Tracking your progress

It’s easy to get lost in the mix when you’re applying. Firing off multiple emails a day without actually keeping track of your activity can mean a lost opportunity to follow up. To combat this, if you see a position that’s listed on a job board, create an account with that [job board] to keep track of the jobs that you’ve applied to.

“If you’re applying via multiple sites, a good filing system is needed. I used to use a spreadsheet that kept track of the job title, company, link to the job posting and date I applied,” Paul said. “Too often, the job posting would be taken down by the time the interview rolled around, and I didn’t have the description to reference anymore.”

So be sure to be cognizant of the description for a better follow-up, should the opportunity present itself.

Following up

Once you’ve submitted your application, you can use sites like LinkedIn or face-to-face networking events to build your professional network.

Paul suggests that you network with someone at the company to get yourself noticed and to give yourself a better chance for a follow-up.

“Don’t try to get your application in via back channels before you’ve formally applied. Apply first, then try to get a leg up via your network,” she said. “A simple note from an employee to the hiring manager or recruiter stating that they’d like to refer an acquaintance who has submitted an application is the best way to get your resume looked at. In those cases, even if you’re not selected, they will follow up with you or the referring employee, so you’ll get your chance to find out your status either way.”

Mistakes to avoid

Like any skill, applying to jobs takes time and comes with a learning curve. Mistakes will be made. However, it’s prudent to learn the best practices when you’re submitting an application. You want to always come off as professional and avoid making common mistakes, which can often make you look unprofessional.

According to Paul, job seekers most often make these mistakes while applying online:

Edit your work. To avoid typos, be sure to spellcheck you work and have a second pair of eyes on anything you plan to submit. Be careful not to use language that’s inappropriate or too casual. Those mistakes, specifically, will ruin any chances you have of making a good first impression.

Not reading the entire job posting.It is very common to just focus on the bulleted lists of responsibilities and qualifications, but the other details that are provided in the job description are important. Often, this is where specific instructions for applying will be mentioned.

Having a less-than-perfect online presence.In addition to your resume and cover letter, your online presence needs to be pruned before you apply anywhere. This is especially true on LinkedIn, but also on any other platforms where you have profiles (Facebook, Twitter, etc.). If your resume does get noticed, the first thing a recruiter or hiring manager will do is Google you and look you up on social media.

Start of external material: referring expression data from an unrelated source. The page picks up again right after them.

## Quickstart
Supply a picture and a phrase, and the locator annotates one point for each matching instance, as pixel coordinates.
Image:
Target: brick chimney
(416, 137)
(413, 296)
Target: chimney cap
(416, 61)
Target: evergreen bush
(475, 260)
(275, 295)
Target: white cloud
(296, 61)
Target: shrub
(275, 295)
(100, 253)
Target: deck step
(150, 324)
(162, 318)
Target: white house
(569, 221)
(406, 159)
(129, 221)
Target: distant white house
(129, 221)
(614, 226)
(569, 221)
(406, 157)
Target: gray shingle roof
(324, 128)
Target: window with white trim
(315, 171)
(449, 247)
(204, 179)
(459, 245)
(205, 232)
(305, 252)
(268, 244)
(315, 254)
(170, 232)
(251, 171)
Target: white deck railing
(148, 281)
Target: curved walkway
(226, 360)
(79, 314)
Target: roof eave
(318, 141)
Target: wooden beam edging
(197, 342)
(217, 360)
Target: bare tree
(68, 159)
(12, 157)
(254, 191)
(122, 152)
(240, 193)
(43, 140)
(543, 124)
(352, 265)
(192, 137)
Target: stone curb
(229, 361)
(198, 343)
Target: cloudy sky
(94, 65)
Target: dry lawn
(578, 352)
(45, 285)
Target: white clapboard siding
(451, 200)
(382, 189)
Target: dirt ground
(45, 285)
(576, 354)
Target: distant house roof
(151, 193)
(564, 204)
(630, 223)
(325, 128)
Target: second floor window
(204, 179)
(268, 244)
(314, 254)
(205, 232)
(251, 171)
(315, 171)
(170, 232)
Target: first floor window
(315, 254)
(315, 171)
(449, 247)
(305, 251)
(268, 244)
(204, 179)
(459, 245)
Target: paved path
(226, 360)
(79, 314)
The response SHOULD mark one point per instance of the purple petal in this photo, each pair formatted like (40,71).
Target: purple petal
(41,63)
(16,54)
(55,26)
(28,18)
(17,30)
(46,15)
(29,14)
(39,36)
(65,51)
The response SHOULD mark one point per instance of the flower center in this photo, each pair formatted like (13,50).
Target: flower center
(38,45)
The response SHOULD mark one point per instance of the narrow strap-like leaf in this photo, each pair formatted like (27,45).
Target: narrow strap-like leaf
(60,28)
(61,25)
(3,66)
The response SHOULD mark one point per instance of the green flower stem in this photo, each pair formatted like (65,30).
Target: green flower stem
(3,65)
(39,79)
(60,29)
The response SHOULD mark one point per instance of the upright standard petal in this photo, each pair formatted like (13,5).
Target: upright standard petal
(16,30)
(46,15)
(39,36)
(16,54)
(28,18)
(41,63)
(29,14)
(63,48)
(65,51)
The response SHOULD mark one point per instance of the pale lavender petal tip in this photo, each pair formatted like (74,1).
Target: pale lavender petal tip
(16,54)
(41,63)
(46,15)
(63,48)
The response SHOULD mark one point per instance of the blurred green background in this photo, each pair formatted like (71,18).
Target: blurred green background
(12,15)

Focusing too much on the job title.A manager at one company is a specialist at another. Job seekers should focus on the responsibilities of the role to determine if it’s the right level for their expertise and career goals, because you could be missing out on other opportunities that are perfect, but are just not labeled as you’d think.

Regardless of what you want to do, you should sit down and make a list of goals you would like to achieve, with an emphasis on what makes you happy, writes Catherine Fisher for LinkedIn. Include all of your goals, both big and small. If you need ideas for work goals, search on LinkedIn for people in the companies or industries you’re interested in to identify the skills you need to grow in your career, as well as the various career paths others have taken — that you can take, too.